By Cheryl Magness
On Dec. 1, the U.S. Supreme Court will begin hearing oral arguments in Dobbs v. Jackson Women’s Health Organization. The case, which stems from a legal challenge to a Mississippi law banning most abortions after 15 weeks of pregnancy, is being closely monitored by people on all sides of the abortion debate for its potential impact on current and future abortion law.
On Nov. 30 at 5 p.m., The Lutheran Church—Missouri Synod (LCMS) will host a Prayer Service for Life at the LCMS International Center (IC) in St. Louis. Those who value the preservation of life at all its stages, from conception to natural death, are invited to take part by attending in person, watching via livestream or holding their own prayer service locally. In partnership with Concordia Publishing House, the worship bulletin is available for individual and congregational use.
‘That hearts may be changed’
“In a society that does not cherish all human life, Christians thank and praise our God for the precious gift of life,” said Deaconess Tiffany Manor, director of LCMS Life Ministry. “Christ Jesus gave His life as a ransom, that all who believe in Him may have eternal life. Because we have been given the gift of life, forgiveness and salvation, we seek to share God’s great love and mercy.
“We lament the tragedy of abortion, and we mourn the many lives lost. We pray that those who make, carry out and judge our laws would do so according to the will of God. We pray that hearts may be changed and that all people would come to a knowledge of the truth found only in Christ Jesus.”
The Mississippi law under consideration by the Supreme Court is the Gestational Age Act, passed in 2018. It prohibits abortion after the 15th week of pregnancy except in the case of a medical emergency or “severe” fetal abnormality. The law contains no exception for rape or incest. Within hours after its passage, Jackson Women’s Health Organization — the only abortion clinic in Mississippi — filed a lawsuit challenging it in federal court.
The court ruled in favor of the clinic, and Mississippi’s state health officer, Dr. Thomas E. Dobbs, appealed to the U.S. Court of Appeals for the Fifth Circuit. The appeals court also ruled in favor of the clinic. Dobbs then petitioned the U.S. Supreme Court, which in May 2021 agreed to hear the case. Oral arguments are set to begin on Dec. 1.
The Gestational Age Act’s limitation on abortion before “viability” conflicts with the Supreme Court’s 1973 Roe v.
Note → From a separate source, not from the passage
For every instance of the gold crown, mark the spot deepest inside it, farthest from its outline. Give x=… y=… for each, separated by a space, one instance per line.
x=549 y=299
Wade decision upholding a woman’s “right” to an abortion, leading many legal analysts to believe that a ruling favorable to the Mississippi law would effectively strike down Roe v. Wade. In the Fall 2021 issue of the Synod’s Free to be Faithful® newsletter, the Rev. Dr. Gregory Seltz, executive director of the Lutheran Center for Religious Liberty, wrote:
“Roe v. Wade claimed that the government’s role, for the first time in American history, was to sanction the taking, not the protecting, of vulnerable, innocent human life. Roe actually argued that the more vulnerable the life, the more it can be aborted out of existence. The Dobbs case rightly challenges that assertion, directing our country back to a basic respect for life for all.”
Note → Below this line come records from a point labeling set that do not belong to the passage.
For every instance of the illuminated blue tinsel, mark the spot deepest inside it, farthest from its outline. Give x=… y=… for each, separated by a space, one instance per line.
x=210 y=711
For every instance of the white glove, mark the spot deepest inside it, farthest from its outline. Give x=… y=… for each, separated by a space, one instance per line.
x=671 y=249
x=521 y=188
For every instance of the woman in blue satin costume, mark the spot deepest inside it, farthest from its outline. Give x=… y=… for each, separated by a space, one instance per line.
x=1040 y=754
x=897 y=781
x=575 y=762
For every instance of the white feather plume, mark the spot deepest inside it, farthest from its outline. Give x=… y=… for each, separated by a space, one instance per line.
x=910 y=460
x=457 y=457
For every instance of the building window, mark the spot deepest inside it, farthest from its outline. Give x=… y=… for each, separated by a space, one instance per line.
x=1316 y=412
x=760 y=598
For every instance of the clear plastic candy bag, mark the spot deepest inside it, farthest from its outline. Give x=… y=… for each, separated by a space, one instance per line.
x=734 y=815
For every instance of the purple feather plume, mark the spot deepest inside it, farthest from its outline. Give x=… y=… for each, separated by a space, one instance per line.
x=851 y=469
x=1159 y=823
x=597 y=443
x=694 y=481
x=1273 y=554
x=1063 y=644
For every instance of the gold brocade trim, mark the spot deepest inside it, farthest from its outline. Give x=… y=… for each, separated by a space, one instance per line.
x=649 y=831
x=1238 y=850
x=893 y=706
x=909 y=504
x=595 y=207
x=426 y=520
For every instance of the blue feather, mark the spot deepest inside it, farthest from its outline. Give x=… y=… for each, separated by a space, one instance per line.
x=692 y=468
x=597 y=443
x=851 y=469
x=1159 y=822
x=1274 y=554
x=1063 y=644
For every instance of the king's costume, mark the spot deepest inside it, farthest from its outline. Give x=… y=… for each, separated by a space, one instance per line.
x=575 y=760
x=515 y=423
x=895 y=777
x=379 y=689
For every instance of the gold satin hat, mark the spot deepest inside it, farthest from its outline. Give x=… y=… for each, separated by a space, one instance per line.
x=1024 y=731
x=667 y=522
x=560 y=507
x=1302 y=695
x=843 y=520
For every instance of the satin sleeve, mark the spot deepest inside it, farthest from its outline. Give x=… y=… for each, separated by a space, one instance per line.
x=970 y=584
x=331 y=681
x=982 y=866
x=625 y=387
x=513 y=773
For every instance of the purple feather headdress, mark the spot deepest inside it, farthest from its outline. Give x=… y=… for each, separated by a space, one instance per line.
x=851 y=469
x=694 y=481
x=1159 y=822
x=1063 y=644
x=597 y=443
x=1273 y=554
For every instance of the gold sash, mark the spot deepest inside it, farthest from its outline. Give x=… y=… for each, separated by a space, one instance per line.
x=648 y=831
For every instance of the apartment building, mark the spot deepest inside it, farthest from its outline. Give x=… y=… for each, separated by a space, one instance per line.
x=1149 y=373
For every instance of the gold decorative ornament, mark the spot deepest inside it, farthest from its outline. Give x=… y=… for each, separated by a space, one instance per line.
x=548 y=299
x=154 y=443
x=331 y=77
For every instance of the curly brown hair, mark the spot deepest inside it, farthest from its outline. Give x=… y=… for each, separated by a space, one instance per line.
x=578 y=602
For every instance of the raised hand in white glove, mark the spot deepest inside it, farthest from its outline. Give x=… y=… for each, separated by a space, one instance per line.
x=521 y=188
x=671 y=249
In an email to Reporter, Seltz added, “I would say that destroying the viability argument is key to whether Roe gets overturned now or later. Many think that the court will engage in a two-step process rather than overturn all the way in this lawsuit. The key for Dobbs is that it finally targets the absurd [vulnerability] argument. … How that premise is dealt with will determine where we truly stand as a culture concerning the sanctity of another person’s life.”
Lament and prayer
The Prayer Service for Life makes use of Vespers from Lutheran Service Book and includes hymns, psalms and the Litany. As noted in the worship bulletin, “Christians address their sorrows and complaints to God in lament. He, not the world around us, is the audience of our prayer. In the face of love grown cold (Matt. 25:12), we do not imagine ourselves a match for sin, death and the devil. We ask the Lord for everything (John 16:24).
“For these reasons, this service features multiple psalms of lament concerning the enemies of life (Psalm 10), the Lord’s own rebuke of proud rulers (Psalm 82), and our confidence in the Lord’s care, recognizing that judgment and repentance must begin at the house of God (Psalm 139).”
The Rev. Sean Daenzer, IC chaplain and director of LCMS Worship, said, “We know that many LCMS congregations already advocate for the defense of life, take part in works of mercy and pray to our heavenly Father for the protection of life. We’re glad to be able to make this complete service bulletin available for those congregations who may find it helpful in holding their own prayer service for life.”
The Nov. 30 Prayer Service for Life will be followed by a free meal at the IC. For those who wish to attend in person, registration is required. Click to register or for more information.
Make your plans now and join your brothers and sisters around the Synod and the world in praying that all life would be respected and preserved as a gift from God and that those who seek to devalue it would repent and turn toward the Creator, who gives and sustains all life.